I get it, you have the grandest vision that any grand person ever had. Your restaurant is your baby, your dream, your empire. But while you’re talking, the food is getting cold, and we’re getting bored. Let people eat their food and follow up with queries between courses. I know you have a narrative you want to tell, but don’t send folks to sleep with it.

If you must tell a story with intricate details, leave it to the start/end or a natural pause between dishes at the mid point.

Though we do want to hear from the chef

Most chefs are like rare mythic creatures, the yeti or chupacabra of the kitchen. In my experience they rarely get up in front of a bunch of journalists and want to speak about their food. There’s the odd exception sure, but on the whole, they want to be back in the kitchen stat. If you can encourage your kitchen team to talk before or after your event, and have them field Q&A’s, that’s fabulous.

Quid pro quo

Don’t ever say your invite is contingent on a review, a writeup or a social media post. Don’t be that business. While influencers might fall over themselves for a free meal, and free content – journalists will be instantly turned off. Frankly, it’s rare I even respond to these types of request, I just hit delete and move on.

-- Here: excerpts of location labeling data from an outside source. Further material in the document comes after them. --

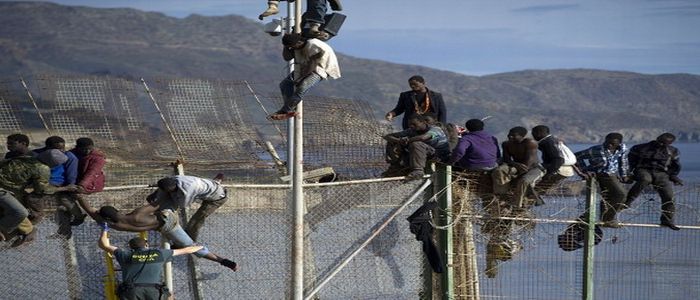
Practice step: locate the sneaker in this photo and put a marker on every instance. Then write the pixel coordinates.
(78, 220)
(272, 9)
(611, 224)
(219, 178)
(670, 224)
(23, 239)
(229, 264)
(281, 115)
(335, 5)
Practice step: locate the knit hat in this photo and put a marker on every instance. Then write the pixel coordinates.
(52, 157)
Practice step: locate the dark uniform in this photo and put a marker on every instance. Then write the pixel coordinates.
(143, 269)
(16, 175)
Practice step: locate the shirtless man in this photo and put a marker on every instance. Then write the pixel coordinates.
(520, 166)
(147, 218)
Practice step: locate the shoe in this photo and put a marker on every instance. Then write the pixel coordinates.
(335, 5)
(670, 225)
(78, 220)
(229, 264)
(272, 9)
(611, 224)
(219, 178)
(414, 175)
(281, 115)
(23, 239)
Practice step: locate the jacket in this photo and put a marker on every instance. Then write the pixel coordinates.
(90, 174)
(405, 106)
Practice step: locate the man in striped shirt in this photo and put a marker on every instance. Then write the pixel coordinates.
(608, 164)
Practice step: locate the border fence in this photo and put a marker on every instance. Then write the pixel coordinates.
(355, 228)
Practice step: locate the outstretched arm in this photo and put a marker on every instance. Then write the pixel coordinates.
(104, 243)
(187, 250)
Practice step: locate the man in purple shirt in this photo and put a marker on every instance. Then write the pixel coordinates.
(475, 155)
(476, 151)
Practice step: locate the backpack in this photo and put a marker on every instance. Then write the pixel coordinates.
(566, 154)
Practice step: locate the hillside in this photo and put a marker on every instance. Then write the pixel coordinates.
(579, 105)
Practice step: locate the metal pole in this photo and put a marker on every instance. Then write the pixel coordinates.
(31, 98)
(110, 280)
(589, 262)
(297, 176)
(374, 234)
(443, 183)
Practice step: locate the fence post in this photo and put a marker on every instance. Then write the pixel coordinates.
(589, 220)
(443, 188)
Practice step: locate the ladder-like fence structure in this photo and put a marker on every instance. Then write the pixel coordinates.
(357, 241)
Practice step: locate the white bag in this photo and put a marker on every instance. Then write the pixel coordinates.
(565, 152)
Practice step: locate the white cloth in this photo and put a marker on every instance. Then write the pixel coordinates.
(190, 188)
(325, 66)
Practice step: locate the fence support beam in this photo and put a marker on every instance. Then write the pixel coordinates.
(590, 219)
(443, 189)
(364, 244)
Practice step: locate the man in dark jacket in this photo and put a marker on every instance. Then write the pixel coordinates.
(418, 101)
(608, 164)
(91, 161)
(657, 163)
(142, 267)
(552, 161)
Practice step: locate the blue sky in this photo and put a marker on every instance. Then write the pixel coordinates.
(492, 36)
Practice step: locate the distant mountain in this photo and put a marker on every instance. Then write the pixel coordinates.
(579, 105)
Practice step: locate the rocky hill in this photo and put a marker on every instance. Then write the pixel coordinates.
(579, 105)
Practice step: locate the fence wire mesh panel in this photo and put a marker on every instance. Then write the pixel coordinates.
(521, 259)
(218, 126)
(340, 219)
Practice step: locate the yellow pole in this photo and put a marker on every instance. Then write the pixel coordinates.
(110, 280)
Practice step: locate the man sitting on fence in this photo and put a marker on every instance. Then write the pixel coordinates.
(520, 168)
(422, 141)
(64, 174)
(17, 174)
(146, 218)
(179, 191)
(657, 163)
(556, 166)
(608, 164)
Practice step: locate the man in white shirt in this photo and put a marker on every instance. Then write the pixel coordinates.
(181, 191)
(314, 61)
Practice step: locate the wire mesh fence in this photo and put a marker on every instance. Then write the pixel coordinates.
(217, 126)
(525, 261)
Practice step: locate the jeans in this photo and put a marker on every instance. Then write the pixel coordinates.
(613, 194)
(172, 230)
(13, 213)
(418, 154)
(662, 185)
(293, 92)
(523, 183)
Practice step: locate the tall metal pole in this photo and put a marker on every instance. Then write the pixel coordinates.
(291, 20)
(588, 262)
(298, 249)
(443, 185)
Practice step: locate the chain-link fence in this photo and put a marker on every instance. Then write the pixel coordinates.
(521, 258)
(216, 126)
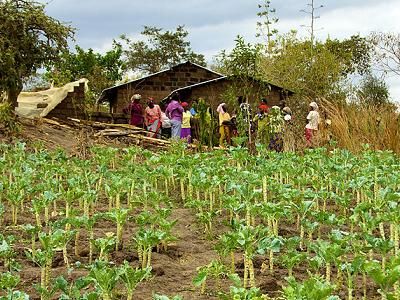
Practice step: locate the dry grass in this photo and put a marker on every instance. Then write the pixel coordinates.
(354, 125)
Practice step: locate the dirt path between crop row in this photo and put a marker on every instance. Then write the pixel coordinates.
(176, 268)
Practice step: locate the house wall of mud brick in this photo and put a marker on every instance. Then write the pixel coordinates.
(160, 85)
(72, 106)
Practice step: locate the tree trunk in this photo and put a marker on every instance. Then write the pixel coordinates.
(13, 94)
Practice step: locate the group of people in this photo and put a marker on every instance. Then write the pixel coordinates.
(172, 122)
(269, 125)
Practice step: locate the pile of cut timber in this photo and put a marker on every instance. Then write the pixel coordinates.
(133, 134)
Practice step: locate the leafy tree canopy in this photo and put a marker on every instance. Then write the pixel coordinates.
(354, 54)
(102, 70)
(243, 60)
(386, 53)
(160, 50)
(373, 91)
(28, 39)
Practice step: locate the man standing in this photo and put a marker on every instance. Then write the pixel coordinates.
(174, 112)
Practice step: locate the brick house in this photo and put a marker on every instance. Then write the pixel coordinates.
(158, 85)
(227, 88)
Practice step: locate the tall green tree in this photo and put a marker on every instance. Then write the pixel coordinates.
(29, 39)
(160, 50)
(102, 70)
(315, 71)
(386, 52)
(242, 61)
(373, 91)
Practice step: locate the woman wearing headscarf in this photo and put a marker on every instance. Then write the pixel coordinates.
(312, 123)
(174, 112)
(261, 120)
(135, 109)
(153, 118)
(186, 132)
(288, 134)
(224, 129)
(275, 124)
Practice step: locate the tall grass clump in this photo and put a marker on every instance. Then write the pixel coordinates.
(353, 125)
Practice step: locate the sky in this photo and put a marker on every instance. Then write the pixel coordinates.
(214, 24)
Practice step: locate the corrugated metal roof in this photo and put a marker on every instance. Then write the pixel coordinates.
(153, 74)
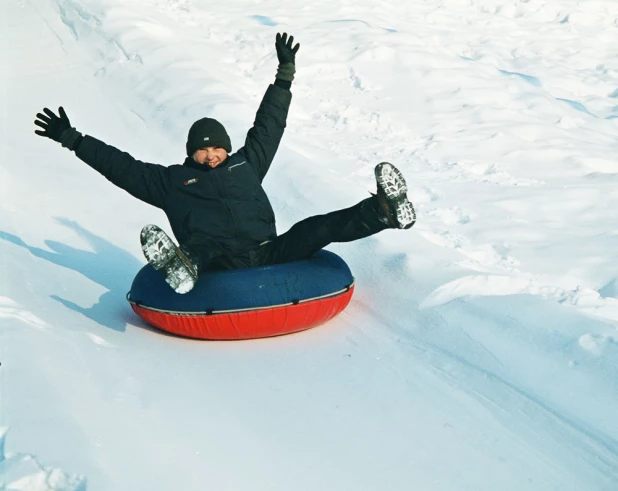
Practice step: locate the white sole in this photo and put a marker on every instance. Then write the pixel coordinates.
(392, 182)
(161, 252)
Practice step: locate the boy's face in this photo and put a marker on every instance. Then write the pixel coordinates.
(212, 156)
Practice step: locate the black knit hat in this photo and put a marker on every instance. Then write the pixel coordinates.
(207, 132)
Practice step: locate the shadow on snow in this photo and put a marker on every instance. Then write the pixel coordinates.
(109, 266)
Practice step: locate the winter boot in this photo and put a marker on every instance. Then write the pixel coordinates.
(397, 211)
(161, 252)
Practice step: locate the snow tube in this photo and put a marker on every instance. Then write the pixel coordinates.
(247, 303)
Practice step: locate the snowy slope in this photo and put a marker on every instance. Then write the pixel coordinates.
(480, 350)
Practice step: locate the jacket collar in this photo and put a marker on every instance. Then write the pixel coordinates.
(189, 162)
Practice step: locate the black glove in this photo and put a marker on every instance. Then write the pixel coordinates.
(285, 52)
(58, 128)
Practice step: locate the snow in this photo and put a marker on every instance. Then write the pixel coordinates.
(480, 350)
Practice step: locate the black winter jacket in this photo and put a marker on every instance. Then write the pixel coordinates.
(227, 204)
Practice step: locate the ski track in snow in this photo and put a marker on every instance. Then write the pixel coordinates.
(501, 114)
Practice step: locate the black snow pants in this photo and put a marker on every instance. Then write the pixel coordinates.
(302, 241)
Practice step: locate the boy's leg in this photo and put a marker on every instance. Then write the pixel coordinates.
(308, 236)
(390, 208)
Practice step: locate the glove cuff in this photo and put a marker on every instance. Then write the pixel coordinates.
(286, 71)
(69, 138)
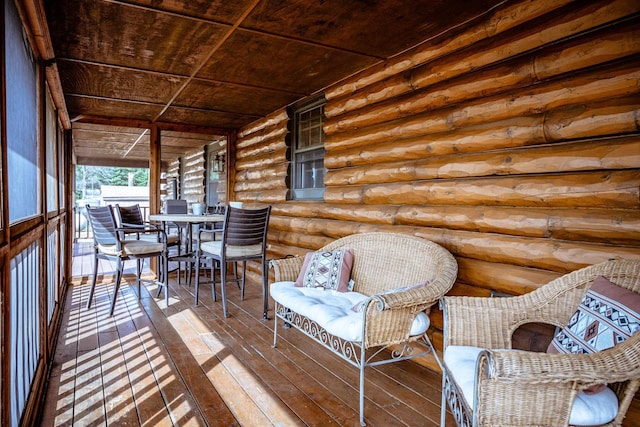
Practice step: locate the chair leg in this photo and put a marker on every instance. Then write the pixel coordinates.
(244, 273)
(213, 279)
(119, 267)
(138, 273)
(93, 281)
(197, 278)
(443, 404)
(265, 298)
(223, 274)
(362, 366)
(165, 282)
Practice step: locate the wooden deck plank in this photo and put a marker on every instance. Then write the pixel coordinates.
(60, 402)
(205, 397)
(322, 377)
(188, 365)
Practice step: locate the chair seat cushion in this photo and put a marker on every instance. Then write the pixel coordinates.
(588, 409)
(133, 248)
(215, 248)
(332, 309)
(172, 239)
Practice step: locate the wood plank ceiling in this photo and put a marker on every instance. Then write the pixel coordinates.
(218, 64)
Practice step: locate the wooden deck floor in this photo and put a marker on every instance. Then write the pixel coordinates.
(187, 365)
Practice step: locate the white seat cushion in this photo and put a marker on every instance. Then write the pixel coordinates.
(133, 248)
(172, 239)
(588, 409)
(215, 248)
(332, 309)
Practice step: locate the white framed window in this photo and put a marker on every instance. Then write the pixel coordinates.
(307, 150)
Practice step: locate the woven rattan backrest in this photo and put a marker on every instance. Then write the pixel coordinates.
(129, 215)
(384, 261)
(565, 293)
(103, 224)
(246, 226)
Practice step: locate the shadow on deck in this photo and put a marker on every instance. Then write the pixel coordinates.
(187, 365)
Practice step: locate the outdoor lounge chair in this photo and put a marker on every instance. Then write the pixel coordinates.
(485, 382)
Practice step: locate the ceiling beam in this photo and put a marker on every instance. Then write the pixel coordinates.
(213, 50)
(142, 124)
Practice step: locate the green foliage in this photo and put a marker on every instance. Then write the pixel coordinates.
(89, 179)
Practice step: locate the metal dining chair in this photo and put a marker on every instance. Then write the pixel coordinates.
(110, 243)
(244, 238)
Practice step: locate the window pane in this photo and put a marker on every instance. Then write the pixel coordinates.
(22, 124)
(51, 155)
(310, 169)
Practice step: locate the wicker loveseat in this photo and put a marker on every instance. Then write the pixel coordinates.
(500, 386)
(393, 311)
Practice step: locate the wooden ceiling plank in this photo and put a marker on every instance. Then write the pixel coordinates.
(216, 46)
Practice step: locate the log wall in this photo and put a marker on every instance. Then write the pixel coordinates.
(514, 143)
(193, 189)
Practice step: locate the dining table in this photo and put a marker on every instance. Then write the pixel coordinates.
(189, 219)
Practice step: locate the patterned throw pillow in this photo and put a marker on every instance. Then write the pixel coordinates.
(329, 270)
(607, 315)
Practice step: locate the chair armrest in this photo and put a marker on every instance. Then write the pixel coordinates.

If you need to demand a guaranteed write up in exchange for an invite, my guess is that your restaurant and food doesn’t stand up on its own merits.

Extra touches

To go gifts – who doesn’t like a present. Send me home with a gift bag, and I get goofy. I know I know. This can be simple stuff. A sample of your product or something the chef made up special. A gift card for 20% off the next visit. The extra touches really do leave a lasting impression.

Research your writers – know their publications, their sensibilities and their general likes. Sure, I know when I’m being charmed, but that’s absolutely better than, “oh I’ll have to check out your site one day”.